Born in Brooklyn, Miller entered minor league baseball at the age of 18 and advanced to the major leagues the next season. Primarily a catcher, Miller shunned the protective equipment that was becoming standard for that position, and that made catching too physically demanding to do every day. As a result, on days when his team was resting him as a catcher, they used him almost anywhere else on the field. He became the first major league player to appear in 20 or more games at all eight non-pitching positions.

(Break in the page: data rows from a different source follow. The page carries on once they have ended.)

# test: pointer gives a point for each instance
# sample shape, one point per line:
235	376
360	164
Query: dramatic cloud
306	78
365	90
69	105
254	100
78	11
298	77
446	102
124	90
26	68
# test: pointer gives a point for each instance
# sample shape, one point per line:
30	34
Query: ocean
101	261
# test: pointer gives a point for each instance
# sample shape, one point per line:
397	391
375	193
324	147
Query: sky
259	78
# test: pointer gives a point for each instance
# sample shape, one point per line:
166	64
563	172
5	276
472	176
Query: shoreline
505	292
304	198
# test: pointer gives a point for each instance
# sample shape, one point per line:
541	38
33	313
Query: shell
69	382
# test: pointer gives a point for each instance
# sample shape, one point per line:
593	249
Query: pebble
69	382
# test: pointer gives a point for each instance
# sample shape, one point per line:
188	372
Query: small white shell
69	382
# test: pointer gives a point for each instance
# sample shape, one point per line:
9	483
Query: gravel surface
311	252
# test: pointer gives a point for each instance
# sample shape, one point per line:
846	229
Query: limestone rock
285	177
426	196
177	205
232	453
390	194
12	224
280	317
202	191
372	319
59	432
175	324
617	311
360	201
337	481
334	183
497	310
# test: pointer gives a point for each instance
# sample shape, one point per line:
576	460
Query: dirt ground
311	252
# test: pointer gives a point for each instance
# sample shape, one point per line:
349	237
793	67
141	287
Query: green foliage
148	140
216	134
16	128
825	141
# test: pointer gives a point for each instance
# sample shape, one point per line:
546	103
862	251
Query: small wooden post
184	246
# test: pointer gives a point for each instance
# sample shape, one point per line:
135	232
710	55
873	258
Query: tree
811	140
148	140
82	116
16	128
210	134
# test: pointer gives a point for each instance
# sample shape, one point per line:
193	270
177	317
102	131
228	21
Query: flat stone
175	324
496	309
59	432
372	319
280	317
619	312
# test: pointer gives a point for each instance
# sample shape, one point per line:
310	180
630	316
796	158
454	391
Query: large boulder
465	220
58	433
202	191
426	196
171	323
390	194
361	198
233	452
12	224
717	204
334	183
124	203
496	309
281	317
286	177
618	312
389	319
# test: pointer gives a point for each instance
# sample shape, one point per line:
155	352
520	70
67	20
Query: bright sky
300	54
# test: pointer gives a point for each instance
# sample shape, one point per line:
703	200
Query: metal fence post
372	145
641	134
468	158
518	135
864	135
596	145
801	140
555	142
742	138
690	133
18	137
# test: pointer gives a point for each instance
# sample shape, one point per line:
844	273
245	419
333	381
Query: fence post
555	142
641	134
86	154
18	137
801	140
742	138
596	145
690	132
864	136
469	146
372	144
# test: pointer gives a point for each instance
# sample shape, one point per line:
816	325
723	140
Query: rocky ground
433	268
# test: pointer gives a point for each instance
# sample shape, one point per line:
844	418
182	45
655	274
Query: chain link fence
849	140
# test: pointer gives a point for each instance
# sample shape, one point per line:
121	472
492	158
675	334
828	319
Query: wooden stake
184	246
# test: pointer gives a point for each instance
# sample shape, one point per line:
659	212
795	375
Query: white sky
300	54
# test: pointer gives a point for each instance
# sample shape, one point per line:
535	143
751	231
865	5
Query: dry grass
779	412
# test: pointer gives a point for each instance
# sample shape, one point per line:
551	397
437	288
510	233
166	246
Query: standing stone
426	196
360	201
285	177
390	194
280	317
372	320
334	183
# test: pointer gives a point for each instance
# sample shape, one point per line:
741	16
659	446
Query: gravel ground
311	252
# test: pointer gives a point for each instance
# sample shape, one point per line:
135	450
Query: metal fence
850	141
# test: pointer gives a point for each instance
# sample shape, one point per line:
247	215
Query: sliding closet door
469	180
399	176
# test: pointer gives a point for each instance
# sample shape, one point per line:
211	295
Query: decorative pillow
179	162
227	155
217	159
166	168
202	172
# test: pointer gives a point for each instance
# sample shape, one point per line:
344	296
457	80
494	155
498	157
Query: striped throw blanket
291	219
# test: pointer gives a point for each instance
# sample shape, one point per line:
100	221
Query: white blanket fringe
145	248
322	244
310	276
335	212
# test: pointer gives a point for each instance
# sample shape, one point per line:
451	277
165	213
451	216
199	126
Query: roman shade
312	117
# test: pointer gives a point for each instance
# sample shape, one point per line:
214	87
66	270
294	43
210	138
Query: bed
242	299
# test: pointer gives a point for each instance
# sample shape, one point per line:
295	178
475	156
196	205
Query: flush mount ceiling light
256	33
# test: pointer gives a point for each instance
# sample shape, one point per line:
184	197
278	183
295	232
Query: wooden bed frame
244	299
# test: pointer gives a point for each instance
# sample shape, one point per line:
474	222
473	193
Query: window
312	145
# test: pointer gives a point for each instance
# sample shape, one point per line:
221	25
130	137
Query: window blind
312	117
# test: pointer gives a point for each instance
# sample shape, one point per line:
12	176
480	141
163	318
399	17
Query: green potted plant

After his last major league appearance in 1896, he was a minor league player, manager and part-owner at various points through 1903. Not much is known about the few years that Miller spent in retirement from professional baseball. He died in Brooklyn of kidney disease in 1909.

Early career

In 1883, an 18-year-old Miller debuted in professional baseball with the Harrisburg squad in the Interstate Association. A year later, he made the major leagues with the Pittsburgh Alleghenys of the American Association (AA). He spent ten seasons in Pittsburgh, staying with the team in 1887 when the team joined the National League (NL), ultimately becoming known as the Pirates.[1]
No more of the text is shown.